Tupperware’s Recent Woes Spotlighted in WSJ Story

Direct Selling News has been talking a lot lately about how our channel needs to evolve and come in line with the current consumer landscape.

In a recent article posted, the Wall Street Journal shone a light on Tupperware’s struggle to attract customers as well as its Feb. 24 announcement that its annual report would be delayed due to a probe into accounting issues.

The Orlando, Fla., company has been selling its iconic food containers for nearly 75 years and is one of the top direct selling companies in the world. However, as the WSJ article noted, the company is fighting to remain relevant amid changing consumer preferences. Revenue and profits have been sagging for years, and the Feb. 24 announcement caused shares to fall by nearly half the next day, closing at $2.60, a fraction of the $96 they traded at more than six years ago.

The company has also seen a decline in the number of independent Representatives. According to the WSJ story, the company had roughly 546,000 active salespeople around the globe as of September, but its active sales force in the U.S. and Canada fell to about 184,000—less than half the number it had a decade earlier.

What is the reason behind the decline? Tupperware’s former chief executive officer, Patricia Stitzel, pointed to a lack of connection to today’s consumers. In October, Stitzel—who stepped down in November—told analysts “people just don’t have connection with the brand anymore.”

Responses to the WSJ article seem to support that statement. Tupperware’s success was in large part due to the party plan sales method introduced by founder Earl Tupper’s secretary, Brownie Wise.
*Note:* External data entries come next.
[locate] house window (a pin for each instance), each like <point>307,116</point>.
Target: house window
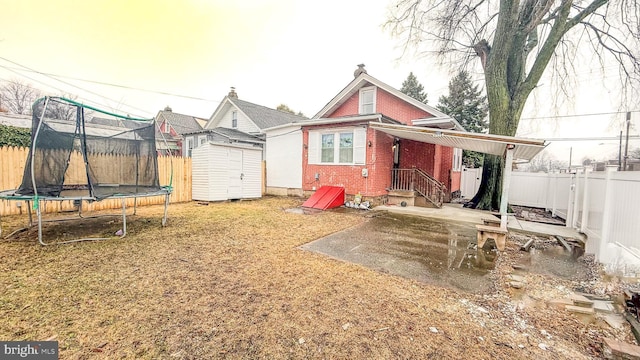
<point>338,146</point>
<point>189,146</point>
<point>346,148</point>
<point>327,148</point>
<point>457,159</point>
<point>368,100</point>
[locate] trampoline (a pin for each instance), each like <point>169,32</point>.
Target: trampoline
<point>71,159</point>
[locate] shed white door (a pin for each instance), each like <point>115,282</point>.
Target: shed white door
<point>234,187</point>
<point>470,182</point>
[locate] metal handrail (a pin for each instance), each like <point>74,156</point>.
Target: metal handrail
<point>419,181</point>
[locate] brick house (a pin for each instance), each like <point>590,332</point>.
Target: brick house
<point>339,148</point>
<point>171,129</point>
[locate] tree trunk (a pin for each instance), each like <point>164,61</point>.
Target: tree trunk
<point>490,191</point>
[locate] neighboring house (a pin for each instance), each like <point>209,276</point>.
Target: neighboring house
<point>238,121</point>
<point>15,120</point>
<point>172,126</point>
<point>338,147</point>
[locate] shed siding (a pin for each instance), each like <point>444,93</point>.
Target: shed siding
<point>252,170</point>
<point>219,173</point>
<point>284,159</point>
<point>210,172</point>
<point>200,178</point>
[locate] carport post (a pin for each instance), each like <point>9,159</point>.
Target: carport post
<point>506,181</point>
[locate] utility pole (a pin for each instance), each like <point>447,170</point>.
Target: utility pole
<point>626,145</point>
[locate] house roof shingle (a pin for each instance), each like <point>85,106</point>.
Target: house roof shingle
<point>231,134</point>
<point>265,117</point>
<point>181,123</point>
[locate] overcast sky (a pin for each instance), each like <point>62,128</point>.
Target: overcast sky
<point>300,53</point>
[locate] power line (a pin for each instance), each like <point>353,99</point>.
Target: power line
<point>72,85</point>
<point>109,84</point>
<point>580,115</point>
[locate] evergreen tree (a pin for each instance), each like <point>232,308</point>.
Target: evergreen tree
<point>466,104</point>
<point>413,88</point>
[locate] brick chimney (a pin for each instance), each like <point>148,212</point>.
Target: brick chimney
<point>232,93</point>
<point>359,70</point>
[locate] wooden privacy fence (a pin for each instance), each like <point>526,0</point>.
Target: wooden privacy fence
<point>13,159</point>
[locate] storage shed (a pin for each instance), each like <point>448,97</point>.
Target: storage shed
<point>226,172</point>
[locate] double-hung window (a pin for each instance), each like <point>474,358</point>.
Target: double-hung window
<point>338,146</point>
<point>327,148</point>
<point>346,148</point>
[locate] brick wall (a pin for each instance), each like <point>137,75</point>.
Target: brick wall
<point>418,154</point>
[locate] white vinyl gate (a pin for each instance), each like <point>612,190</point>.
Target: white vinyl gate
<point>470,182</point>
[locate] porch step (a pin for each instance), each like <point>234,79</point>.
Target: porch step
<point>410,198</point>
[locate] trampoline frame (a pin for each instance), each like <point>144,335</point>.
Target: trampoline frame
<point>38,200</point>
<point>11,196</point>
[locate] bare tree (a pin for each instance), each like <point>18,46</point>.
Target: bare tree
<point>516,41</point>
<point>62,111</point>
<point>17,97</point>
<point>544,162</point>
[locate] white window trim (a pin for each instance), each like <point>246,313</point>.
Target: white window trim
<point>234,117</point>
<point>189,146</point>
<point>359,136</point>
<point>361,94</point>
<point>457,159</point>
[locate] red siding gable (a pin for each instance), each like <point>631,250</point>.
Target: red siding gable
<point>349,107</point>
<point>386,104</point>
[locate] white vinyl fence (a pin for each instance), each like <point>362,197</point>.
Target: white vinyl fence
<point>603,205</point>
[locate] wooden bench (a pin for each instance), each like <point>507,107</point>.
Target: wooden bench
<point>499,235</point>
<point>491,222</point>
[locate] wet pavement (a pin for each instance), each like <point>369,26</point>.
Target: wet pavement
<point>441,252</point>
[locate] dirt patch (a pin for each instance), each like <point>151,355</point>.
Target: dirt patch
<point>227,280</point>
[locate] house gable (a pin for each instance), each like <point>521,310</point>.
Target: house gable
<point>251,118</point>
<point>386,104</point>
<point>225,114</point>
<point>348,100</point>
<point>234,116</point>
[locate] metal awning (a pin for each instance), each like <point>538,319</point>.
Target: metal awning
<point>508,146</point>
<point>524,149</point>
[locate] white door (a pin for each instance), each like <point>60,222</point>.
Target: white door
<point>470,182</point>
<point>234,187</point>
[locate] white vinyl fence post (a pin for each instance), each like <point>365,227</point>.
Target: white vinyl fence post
<point>585,201</point>
<point>576,198</point>
<point>554,194</point>
<point>572,199</point>
<point>601,255</point>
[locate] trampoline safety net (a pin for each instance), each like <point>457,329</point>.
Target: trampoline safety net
<point>72,157</point>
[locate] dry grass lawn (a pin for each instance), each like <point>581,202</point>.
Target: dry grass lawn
<point>227,280</point>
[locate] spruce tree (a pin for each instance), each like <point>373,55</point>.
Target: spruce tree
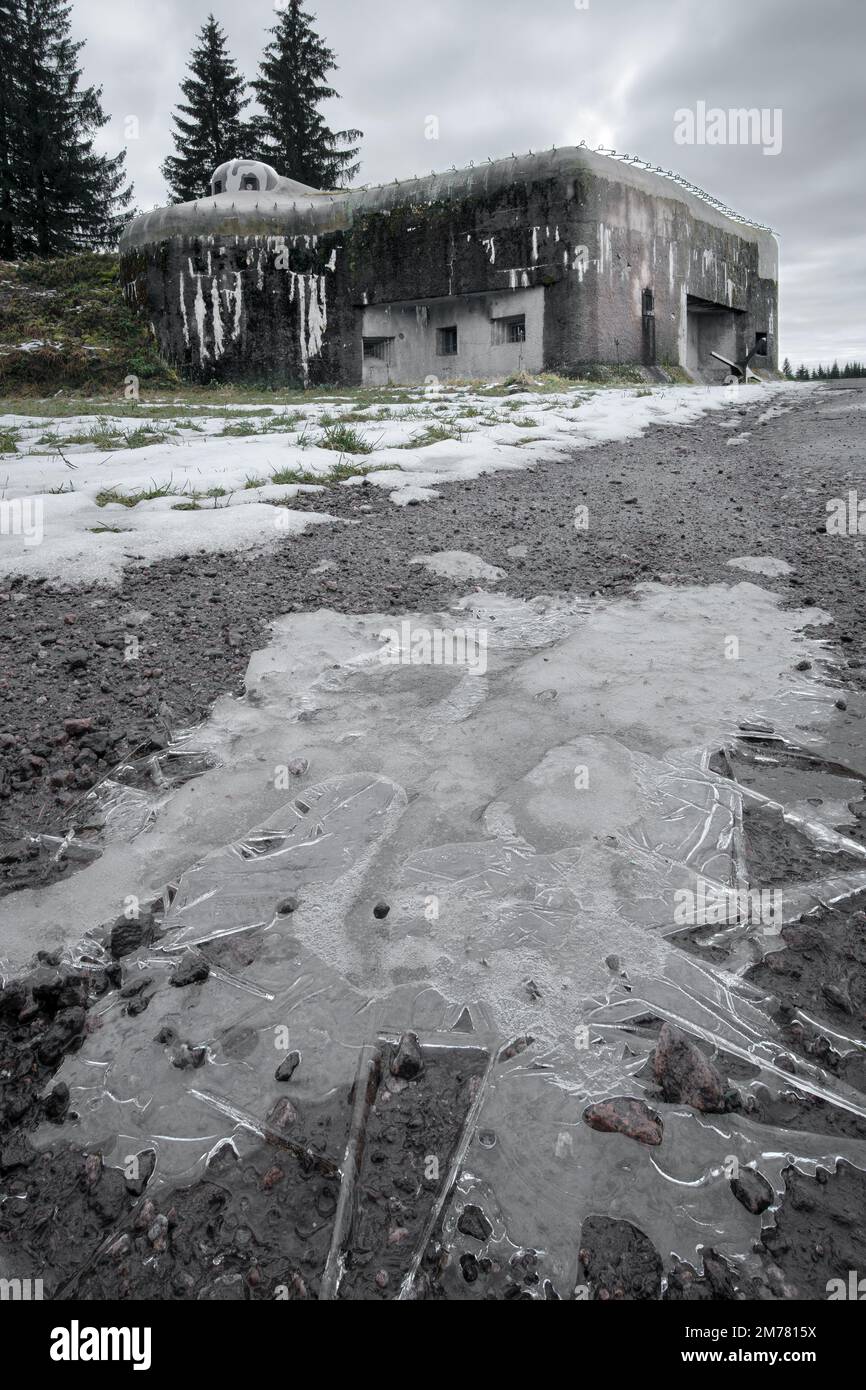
<point>9,107</point>
<point>292,84</point>
<point>210,128</point>
<point>60,195</point>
Although the company also sells person-to-person, its at-home parties were key to showcasing the company’s iconic storage containers. But people today are not willing to devote an evening to a sales pitch.

“They need to diversify how they sell,” said one online comment to the WSJ story. “I’m not spending an evening at someone’s home for the express purpose of buying stuff to store my leftovers in.”
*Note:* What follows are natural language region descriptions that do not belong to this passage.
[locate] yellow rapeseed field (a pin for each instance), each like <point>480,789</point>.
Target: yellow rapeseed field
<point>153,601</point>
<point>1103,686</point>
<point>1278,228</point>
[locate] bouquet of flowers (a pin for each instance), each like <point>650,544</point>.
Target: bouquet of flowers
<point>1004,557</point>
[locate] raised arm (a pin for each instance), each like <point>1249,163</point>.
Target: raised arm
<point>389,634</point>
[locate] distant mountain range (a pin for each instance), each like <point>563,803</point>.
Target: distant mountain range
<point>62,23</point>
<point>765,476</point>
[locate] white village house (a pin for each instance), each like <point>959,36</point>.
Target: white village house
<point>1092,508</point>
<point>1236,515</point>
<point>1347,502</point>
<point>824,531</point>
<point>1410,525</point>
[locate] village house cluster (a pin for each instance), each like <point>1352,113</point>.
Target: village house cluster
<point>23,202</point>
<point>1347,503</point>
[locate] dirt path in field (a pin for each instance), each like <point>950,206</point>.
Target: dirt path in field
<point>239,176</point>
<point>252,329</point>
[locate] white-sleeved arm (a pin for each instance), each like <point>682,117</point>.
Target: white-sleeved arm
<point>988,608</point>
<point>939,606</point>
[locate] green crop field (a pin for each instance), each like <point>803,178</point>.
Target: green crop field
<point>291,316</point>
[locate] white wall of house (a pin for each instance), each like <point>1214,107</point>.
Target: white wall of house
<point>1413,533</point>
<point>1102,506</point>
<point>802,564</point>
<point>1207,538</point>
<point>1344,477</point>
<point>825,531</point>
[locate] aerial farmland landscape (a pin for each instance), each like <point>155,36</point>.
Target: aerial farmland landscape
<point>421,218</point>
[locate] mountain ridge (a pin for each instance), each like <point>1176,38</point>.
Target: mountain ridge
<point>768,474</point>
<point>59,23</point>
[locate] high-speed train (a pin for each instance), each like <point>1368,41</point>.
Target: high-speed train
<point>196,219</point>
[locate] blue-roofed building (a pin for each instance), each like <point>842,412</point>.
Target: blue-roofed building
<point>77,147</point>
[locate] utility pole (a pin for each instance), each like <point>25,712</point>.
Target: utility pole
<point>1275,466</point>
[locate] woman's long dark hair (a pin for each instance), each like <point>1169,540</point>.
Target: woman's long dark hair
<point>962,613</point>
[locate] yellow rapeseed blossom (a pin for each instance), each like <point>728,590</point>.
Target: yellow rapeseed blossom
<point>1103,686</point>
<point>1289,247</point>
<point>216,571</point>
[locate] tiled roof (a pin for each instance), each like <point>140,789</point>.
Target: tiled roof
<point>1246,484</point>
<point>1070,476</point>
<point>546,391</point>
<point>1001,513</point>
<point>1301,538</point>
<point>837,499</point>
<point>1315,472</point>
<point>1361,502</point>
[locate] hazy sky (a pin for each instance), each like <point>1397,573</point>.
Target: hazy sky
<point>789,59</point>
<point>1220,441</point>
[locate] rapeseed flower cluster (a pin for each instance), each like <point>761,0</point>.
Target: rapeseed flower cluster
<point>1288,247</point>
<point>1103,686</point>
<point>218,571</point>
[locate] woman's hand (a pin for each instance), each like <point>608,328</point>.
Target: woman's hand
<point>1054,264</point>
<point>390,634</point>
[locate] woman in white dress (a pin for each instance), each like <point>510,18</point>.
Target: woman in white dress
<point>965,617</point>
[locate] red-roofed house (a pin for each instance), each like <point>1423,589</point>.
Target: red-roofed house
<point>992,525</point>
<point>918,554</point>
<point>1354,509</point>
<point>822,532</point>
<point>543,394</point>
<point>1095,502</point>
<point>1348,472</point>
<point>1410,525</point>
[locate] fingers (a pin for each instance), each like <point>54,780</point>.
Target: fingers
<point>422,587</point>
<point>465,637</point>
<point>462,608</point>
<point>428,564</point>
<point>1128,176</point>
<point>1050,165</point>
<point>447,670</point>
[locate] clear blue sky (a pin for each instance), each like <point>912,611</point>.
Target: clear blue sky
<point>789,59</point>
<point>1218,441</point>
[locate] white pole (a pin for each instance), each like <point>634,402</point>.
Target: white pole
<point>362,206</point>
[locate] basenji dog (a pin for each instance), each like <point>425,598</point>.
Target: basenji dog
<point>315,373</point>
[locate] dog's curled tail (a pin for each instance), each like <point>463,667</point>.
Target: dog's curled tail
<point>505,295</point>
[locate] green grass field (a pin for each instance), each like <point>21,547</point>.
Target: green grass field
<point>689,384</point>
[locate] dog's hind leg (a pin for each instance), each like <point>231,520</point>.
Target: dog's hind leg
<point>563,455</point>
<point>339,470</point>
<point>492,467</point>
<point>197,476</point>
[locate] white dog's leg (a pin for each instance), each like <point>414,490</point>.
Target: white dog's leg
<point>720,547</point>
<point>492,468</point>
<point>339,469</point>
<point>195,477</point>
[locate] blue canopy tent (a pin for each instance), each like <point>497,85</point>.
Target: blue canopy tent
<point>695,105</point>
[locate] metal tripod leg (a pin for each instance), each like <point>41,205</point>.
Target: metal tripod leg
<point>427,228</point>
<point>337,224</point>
Another online comment took that lack of connection further: “Classic example of the failure to adapt to changes in sales channel, consumer tastes and basic marketing.”
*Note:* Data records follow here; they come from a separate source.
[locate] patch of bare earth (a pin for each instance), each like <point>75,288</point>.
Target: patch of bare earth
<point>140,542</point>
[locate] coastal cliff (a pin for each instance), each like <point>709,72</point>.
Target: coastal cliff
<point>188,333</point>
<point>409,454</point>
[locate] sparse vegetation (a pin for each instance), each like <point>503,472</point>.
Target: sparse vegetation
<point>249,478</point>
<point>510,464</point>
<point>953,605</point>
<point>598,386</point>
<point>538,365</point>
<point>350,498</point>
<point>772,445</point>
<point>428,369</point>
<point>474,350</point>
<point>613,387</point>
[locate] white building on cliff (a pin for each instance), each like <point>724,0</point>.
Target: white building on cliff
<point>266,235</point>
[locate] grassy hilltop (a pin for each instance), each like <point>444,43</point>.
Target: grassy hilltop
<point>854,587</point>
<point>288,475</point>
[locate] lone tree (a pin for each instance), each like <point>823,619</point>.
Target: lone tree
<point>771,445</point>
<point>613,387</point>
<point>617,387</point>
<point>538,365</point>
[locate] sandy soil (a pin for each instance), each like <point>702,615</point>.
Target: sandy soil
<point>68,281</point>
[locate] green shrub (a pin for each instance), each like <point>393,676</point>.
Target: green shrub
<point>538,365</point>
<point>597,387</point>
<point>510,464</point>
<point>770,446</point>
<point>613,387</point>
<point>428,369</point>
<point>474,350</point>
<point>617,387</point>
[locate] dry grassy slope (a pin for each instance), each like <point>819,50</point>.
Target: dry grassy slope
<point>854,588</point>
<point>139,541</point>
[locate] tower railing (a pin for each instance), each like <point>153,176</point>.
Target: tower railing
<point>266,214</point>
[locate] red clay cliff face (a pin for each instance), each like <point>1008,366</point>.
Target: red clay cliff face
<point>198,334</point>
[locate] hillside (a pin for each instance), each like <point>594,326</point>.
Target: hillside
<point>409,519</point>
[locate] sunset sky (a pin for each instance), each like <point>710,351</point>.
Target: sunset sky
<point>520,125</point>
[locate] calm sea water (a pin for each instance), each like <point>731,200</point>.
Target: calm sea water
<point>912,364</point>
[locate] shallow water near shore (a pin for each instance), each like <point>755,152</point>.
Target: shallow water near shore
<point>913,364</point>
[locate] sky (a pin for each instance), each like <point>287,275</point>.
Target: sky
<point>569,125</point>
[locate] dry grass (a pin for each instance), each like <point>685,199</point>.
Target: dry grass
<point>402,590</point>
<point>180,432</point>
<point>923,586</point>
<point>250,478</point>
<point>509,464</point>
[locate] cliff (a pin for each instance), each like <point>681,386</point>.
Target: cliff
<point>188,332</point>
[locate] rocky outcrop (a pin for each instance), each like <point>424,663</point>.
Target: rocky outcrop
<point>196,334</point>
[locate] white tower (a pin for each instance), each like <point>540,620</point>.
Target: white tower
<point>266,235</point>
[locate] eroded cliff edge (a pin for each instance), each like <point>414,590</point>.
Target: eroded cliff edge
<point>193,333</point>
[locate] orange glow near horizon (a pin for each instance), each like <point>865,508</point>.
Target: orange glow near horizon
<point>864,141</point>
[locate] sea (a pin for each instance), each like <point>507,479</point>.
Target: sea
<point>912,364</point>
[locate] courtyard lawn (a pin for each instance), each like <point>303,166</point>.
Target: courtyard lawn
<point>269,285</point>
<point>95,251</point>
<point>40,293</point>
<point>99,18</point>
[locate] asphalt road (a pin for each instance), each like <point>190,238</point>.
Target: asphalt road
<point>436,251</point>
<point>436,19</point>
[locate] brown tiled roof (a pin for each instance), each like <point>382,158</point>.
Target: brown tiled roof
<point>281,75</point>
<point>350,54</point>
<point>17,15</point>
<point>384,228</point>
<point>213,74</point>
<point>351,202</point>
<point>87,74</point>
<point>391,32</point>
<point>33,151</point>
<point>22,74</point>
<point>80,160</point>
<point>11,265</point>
The company has tried to reconnect with consumers by offering new kitchen items, e-commerce investments and other initiatives. It even had a pop-up store in New York City this past holiday season. And Christopher O’Leary, Tupperware’s interim chief executive, remains positive that the company will be able to reach consumers.

“Tupperware Brands is well-positioned to capitalize on what consumers want and need,” he said. “I think we’re just starting to scratch the surface.”